In 2002, the U.S. Geological Survey, in cooperation with the town of Bar Harbor, Maine, and the National Park Service, conducted a study to assess the quantity of water in the bedrock units underlying Mt. Desert Island, and to estimate water use, recharge, and dilution of nutrients from domestic septic systems overlying the bedrock units in several watersheds in rural Bar Harbor.
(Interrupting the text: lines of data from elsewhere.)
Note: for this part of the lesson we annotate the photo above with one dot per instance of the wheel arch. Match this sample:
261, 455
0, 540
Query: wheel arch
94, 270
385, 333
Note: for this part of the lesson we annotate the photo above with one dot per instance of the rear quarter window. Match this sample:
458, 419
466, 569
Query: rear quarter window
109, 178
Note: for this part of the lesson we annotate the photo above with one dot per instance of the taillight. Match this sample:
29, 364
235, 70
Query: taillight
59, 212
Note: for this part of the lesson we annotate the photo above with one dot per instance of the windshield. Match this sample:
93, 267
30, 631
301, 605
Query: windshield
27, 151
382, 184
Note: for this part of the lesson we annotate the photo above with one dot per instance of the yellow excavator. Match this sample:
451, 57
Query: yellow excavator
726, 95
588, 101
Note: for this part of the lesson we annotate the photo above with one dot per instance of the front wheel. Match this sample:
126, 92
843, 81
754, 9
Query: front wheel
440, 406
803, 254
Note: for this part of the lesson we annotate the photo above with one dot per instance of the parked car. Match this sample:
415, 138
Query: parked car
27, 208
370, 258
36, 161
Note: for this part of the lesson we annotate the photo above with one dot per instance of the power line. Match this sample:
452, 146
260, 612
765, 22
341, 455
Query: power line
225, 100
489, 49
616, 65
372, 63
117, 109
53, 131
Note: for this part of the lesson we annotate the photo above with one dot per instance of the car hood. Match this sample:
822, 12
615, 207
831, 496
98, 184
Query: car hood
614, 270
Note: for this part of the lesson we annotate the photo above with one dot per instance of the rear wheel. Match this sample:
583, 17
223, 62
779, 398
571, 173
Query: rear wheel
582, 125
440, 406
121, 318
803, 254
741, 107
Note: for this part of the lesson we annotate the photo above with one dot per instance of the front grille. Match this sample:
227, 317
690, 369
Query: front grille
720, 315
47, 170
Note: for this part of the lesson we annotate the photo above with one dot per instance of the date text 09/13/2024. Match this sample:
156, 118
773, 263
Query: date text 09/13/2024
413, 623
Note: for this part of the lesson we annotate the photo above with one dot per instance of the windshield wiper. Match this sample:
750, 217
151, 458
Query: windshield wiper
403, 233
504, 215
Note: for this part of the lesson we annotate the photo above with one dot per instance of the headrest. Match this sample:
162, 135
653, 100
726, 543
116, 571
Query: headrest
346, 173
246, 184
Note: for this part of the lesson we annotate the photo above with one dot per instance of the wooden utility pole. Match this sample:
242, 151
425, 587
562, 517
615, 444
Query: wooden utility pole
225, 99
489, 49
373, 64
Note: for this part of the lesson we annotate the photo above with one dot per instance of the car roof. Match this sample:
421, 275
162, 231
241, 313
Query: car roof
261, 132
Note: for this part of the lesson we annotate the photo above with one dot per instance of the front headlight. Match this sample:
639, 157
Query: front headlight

Water quantity was calculated as the static volume of water in the top 600 feet of saturated thickness of the bedrock units. Volumes of water were estimated on the basis of effective fracture porosities for the five different rock types found on Mt. Desert Island. Values of porosities for the various bedrock units from the literature range more than five orders of magnitude, although the possible range in porosities for most individual rock types is on the order of three orders of magnitude. The static volume of water in the various units may range from a low of 4,000 gallons per acre for intrusive igneous rocks (primarily granites) to 20 million gallons per acre for the Cranberry Island Volcanics, but given the range in porosity estimates, these numbers can vary by orders of magnitude.
Water-use data for the municipal water supply in the Town of Bar Harbor (1998-2000) indicate that residential usage averages 225 gallons per household per day. Recharge to the bedrock units in rural Bar Harbor was bracketed using low, medium, and high estimates, which were 3, 9, and 14 inches per year, respectively. Water use in 2001 was about 2.5 percent of the total estimated medium recharge (9 inches per year) in the study area.
Dilution of nitrogen in septic effluent discharging to the bedrock aquifer was evaluated for the development density in 2001. On the basis of an assumed concentration of 47 mg/L of nitrogen in septic system discharge, dilution factors in populated rural Bar Harbor watersheds ranged from 4 to 151, for the housing density in 2001. Understanding that ground water in this fractured bedrock system mixes slowly, the fully mixed average nitrate-nitrogen concentrations in ground water estimated for the watersheds ranged from 0.1 to 11 mg/L.